Therefore, the `duplicate_identifiers` class invariants assert that size is always positive.
Subcontracting automatically checks the `unique_identifiers` base class invariants in __logic_and__ with the `duplicate_identifiers` derived class invariants thus class invariants can only be strengthened by derived classes (this is necessary because the derived class can be used whenever the base class is used therefore the derived class must satisfy the base class invariants at all times, see also the __substitution_principle__ and the __Contract_Programming_Overview__ section).
# Subcontracting automatically checks the `unique_identifiers::add` overridden preconditions in __logic_or__ with the `duplicate_identifiers::add` overriding preconditions thus preconditions can only be weakened by overriding member functions (this is necessary because the overriding member function can be called under the conditions for which the overridden function is called, see also the __substitution_principle__ and the __Member_Function_Calls__ section).
Indeed, in this example the `unique_identifiers::add` preconditions fail (because `123` is already in the collection) but the `derived_identifiers::add` preconditions pass so the __logic_or__ of the two sets of preconditions passes and the call `ids.add(123)` is a valid call.
# Subcontracting automatically checks the `unique_identifiers::add` overridden postconditions in __logic_and__ with the `duplicate_identifiers::add` overriding postconditions thus postconditions can only be strengthen by overriding member functions (this is necessary because the overriding function can be called in any context in which the overridden function is called, see also the __substitution_principle__ and the __Member_Function_Calls__ section).
Indeed, in this example the `unique_identifiers::add` postconditions pass because the identifier `123` was already added (`old_found` is `true`) and `unique_identifiers::add` select assertions trivially return `true`.
The `duplicate_identifiers::add` postconditions are then checked in __logic_and__ and they correctly assert that the collection size did not change given that `123` was already added.
Therefore, the call `ids.add(123)` is valid but adds no identifier.
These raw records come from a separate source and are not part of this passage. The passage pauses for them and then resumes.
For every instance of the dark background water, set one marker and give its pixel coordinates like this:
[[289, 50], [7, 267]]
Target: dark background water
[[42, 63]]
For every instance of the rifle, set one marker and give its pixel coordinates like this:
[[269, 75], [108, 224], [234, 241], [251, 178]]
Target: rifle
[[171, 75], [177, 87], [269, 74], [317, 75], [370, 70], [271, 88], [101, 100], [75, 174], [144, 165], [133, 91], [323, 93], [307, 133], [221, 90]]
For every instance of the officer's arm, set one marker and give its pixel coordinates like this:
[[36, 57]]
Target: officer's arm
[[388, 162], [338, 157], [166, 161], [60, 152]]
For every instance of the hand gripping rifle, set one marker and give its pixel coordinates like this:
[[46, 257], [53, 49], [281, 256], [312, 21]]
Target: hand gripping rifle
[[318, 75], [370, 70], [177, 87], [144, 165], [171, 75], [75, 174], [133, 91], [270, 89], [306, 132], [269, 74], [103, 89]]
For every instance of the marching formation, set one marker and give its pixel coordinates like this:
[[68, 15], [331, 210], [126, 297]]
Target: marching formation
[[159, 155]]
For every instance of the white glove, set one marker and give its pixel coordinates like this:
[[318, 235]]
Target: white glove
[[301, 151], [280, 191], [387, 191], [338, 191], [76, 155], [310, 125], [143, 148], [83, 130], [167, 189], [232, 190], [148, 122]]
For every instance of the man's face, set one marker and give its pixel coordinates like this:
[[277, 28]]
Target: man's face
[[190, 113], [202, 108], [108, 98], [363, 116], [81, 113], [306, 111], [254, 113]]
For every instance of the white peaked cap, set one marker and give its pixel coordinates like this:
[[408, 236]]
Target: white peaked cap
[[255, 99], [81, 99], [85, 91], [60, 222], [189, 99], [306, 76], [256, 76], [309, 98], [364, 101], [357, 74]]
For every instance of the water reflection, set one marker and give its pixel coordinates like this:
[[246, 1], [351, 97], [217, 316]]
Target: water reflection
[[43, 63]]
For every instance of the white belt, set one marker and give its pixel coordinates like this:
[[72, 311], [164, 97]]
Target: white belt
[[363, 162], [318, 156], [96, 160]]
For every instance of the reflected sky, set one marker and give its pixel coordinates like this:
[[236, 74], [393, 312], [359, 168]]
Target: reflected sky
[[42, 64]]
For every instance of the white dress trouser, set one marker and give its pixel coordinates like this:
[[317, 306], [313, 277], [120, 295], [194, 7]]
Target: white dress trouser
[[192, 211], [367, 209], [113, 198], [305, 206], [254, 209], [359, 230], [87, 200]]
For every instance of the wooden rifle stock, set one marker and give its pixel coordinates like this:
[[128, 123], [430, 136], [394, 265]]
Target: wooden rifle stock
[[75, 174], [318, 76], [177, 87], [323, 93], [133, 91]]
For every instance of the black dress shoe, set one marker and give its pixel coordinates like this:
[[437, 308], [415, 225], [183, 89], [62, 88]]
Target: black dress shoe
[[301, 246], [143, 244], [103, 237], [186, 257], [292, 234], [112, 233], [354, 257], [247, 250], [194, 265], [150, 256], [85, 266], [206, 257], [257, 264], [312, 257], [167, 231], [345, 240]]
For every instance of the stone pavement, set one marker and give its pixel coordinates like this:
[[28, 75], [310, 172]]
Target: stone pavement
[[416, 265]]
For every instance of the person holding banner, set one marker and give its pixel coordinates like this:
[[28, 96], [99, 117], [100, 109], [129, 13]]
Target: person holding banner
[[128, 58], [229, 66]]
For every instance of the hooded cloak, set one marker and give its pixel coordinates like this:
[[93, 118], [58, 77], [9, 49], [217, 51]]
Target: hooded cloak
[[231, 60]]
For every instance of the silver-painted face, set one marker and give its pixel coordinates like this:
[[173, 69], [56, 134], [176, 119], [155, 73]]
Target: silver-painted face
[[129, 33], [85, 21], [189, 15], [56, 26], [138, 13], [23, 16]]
Finally, note that within the body of overriding functions it is necessary to use the [macroref CONTRACT_MEMBER_BODY] macro to call the overridden function as in `unique_identifiers::CONTRACT_MEMBER_BODY(add)(id)`.

[warning
Unfortunately, invoking the overridden function from within the overriding function body without using [macroref CONTRACT_MEMBER_BODY] results in infinite recursion.
[footnote
*Rationale*.
In this case, the library implementation will recursively check contracts of the overriding function forever (in all other cases, this library is able to avoid infinite recursions due to contract checking).
]
This limitation might be removed in future revisions of this library (see also [@https://sourceforge.net/apps/trac/contractpp/ticket/46 Ticket 46]).
]

[endsect]

[section Class Templates]

Let's program a class template `vector` similar to the class `ivector` we have seen before but that works on a generic value type `T` and not just on `int` (see also [file example/contracts class_template_vector.cpp] and [file example/contracts pushable.hpp]):

[import ../example/contracts/class_template_vector.cpp]
[class_template_vector]

(The specifications of the code in this example are not fully programmed, in particular concepts, see the __Concepts__ section, and assertion requirements, see the __Advanced_Topics__ section, have been omitted for simplicity.)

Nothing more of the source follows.